Atopic dermatitis (AD) affects health and quality of life (QoL) and also has great impact on both healthcare costs and costs to society.

OBJECTIVES

The aim of the study was to analyse the cost-effectiveness of treatment with tacrolimus ointment vs. standard treatment in patients with moderate to severe AD.

METHODS

A Markov simulation model was constructed capturing several key features of AD and its treatment: disease severity, treatment alternatives, and QoL. The model was populated with data from three sources: (i) efficacy data from a randomized controlled trial including patients with moderate to severe AD treated with either tacrolimus ointment or standard treatment (corticosteroids), (ii) resource utilization and QoL data from a patient survey including 161 Swedish patients with AD, and (iii) official price lists.
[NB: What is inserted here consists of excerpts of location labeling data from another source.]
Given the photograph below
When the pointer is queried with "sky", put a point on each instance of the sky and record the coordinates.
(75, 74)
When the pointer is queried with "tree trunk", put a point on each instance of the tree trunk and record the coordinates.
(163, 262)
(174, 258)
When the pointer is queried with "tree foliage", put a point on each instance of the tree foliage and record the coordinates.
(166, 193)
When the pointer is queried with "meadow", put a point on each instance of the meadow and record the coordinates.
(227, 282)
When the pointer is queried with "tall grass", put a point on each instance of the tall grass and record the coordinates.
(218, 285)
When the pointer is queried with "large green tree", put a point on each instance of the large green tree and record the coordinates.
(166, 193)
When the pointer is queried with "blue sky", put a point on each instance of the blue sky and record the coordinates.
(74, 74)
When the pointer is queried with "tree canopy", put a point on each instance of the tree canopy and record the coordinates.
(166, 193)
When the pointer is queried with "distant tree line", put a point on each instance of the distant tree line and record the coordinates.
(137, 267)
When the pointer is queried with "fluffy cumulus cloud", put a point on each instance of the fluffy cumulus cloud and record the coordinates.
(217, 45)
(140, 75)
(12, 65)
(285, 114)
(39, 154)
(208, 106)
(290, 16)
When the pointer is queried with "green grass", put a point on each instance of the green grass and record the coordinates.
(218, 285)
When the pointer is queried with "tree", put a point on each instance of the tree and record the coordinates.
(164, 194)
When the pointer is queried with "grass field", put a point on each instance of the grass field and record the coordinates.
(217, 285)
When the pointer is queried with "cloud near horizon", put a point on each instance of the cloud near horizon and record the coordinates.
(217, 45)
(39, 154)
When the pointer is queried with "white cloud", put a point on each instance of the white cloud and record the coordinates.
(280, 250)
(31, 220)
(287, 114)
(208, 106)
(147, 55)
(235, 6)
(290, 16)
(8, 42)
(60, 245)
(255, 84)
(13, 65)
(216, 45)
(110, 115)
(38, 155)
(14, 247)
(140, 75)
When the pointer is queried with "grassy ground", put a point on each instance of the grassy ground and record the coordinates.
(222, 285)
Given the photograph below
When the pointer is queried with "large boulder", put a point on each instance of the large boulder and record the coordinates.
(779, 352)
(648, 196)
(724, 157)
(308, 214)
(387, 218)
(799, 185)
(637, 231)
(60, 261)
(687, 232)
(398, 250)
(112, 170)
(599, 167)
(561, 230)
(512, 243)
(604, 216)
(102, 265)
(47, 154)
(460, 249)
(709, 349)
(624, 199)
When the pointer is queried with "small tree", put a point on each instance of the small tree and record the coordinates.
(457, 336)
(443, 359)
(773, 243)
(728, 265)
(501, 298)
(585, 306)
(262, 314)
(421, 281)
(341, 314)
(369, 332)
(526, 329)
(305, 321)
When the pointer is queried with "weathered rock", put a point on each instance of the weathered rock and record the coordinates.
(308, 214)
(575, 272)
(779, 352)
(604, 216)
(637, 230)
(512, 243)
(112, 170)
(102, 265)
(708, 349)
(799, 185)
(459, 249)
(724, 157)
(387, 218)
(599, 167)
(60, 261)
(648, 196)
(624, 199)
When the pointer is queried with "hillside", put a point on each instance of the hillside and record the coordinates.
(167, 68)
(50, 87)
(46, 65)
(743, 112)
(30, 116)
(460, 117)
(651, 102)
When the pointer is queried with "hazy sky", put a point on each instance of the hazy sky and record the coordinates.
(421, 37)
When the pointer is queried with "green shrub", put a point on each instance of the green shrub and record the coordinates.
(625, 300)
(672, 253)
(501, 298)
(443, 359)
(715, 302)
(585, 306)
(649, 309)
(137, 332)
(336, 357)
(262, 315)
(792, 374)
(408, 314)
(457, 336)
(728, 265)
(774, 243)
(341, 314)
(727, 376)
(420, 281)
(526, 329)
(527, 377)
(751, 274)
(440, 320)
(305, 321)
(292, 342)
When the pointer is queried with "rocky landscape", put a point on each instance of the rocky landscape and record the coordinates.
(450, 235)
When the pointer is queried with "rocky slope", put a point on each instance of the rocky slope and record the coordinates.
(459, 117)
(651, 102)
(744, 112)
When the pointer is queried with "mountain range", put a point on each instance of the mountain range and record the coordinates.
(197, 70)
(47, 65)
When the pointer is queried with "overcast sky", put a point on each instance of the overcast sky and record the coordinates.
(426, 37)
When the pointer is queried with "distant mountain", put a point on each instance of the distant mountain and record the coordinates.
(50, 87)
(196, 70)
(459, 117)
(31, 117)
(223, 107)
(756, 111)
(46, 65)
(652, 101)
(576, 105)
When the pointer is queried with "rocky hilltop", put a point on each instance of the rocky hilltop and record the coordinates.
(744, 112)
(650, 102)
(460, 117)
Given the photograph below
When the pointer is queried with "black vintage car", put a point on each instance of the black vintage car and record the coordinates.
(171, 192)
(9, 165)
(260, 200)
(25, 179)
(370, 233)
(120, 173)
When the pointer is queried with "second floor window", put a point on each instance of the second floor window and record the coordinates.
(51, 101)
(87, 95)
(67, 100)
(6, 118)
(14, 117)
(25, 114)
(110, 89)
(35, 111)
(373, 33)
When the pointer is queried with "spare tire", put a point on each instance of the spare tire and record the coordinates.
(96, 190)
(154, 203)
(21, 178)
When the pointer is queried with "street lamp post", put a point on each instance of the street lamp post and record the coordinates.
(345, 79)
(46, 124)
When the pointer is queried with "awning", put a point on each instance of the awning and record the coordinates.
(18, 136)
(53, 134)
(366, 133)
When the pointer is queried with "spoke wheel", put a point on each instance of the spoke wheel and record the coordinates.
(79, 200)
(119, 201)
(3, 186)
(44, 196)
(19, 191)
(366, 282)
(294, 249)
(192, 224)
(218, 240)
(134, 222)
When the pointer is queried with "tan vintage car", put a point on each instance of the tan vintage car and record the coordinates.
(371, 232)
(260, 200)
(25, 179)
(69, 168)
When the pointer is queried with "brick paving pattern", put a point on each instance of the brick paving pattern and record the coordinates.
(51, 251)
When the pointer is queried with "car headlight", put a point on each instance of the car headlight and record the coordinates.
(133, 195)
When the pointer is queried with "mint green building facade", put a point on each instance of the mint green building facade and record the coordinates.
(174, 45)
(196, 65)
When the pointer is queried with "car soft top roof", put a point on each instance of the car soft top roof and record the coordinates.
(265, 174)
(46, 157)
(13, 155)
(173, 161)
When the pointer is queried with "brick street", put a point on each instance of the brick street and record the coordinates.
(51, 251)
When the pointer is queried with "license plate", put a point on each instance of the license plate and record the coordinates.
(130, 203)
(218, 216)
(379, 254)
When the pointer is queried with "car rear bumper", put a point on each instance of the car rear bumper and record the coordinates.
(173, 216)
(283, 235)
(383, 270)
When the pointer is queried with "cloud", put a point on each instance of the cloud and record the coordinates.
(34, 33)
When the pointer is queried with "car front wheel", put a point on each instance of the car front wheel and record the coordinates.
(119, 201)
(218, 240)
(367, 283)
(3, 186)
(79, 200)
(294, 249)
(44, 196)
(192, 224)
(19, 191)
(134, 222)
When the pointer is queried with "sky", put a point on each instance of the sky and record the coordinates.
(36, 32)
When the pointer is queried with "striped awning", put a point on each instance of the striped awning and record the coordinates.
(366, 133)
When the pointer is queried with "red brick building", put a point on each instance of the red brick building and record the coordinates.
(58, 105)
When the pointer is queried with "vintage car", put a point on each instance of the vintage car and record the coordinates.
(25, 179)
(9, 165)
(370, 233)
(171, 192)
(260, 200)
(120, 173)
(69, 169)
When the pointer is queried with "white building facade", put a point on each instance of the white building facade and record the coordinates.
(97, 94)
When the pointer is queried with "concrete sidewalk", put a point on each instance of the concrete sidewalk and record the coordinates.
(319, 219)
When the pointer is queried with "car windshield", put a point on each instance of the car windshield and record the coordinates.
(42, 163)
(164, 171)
Costs were calculated according to disease severity for the two treatment alternatives using the perspective of the Swedish healthcare sector. Two analyses were performed, one based on the quantity of medication used in the trial and one based on the survey data. The relationship between effectiveness of tacrolimus ointment and the amount of medication used was tested in sensitivity analyses.

RESULTS

In the model simulations patients with severe AD treated with tacrolimus ointment experienced on average 4.6 more AD-free weeks per year than patients given standard treatment. The corresponding figure for patients with moderate AD was 6.5 more AD-free weeks per year. The cost-effectiveness ratios [cost per Quality Adjusted Life Year (QALY) gained] for treatment with tacrolimus ointment vs. standard treatment were 2,334 British pound for moderate AD and 3,875 British pound for severe AD when treatment patterns from the survey were assumed, and 8,269 British pound for moderate AD and 12,304 British pound for severe AD when treatment patterns from the clinical trial were assumed. The results of sensitivity analyses were all well within limits to be considered cost-effective.

CONCLUSIONS

Estimates of the incremental cost-effectiveness ratio are far below the currently discussed threshold in Sweden, corresponding to approximately 48,700 British pound per QALY gained, and equivalent thresholds in other countries. Treatment with tacrolimus ointment in patients with moderate and severe AD can therefore be considered cost-effective.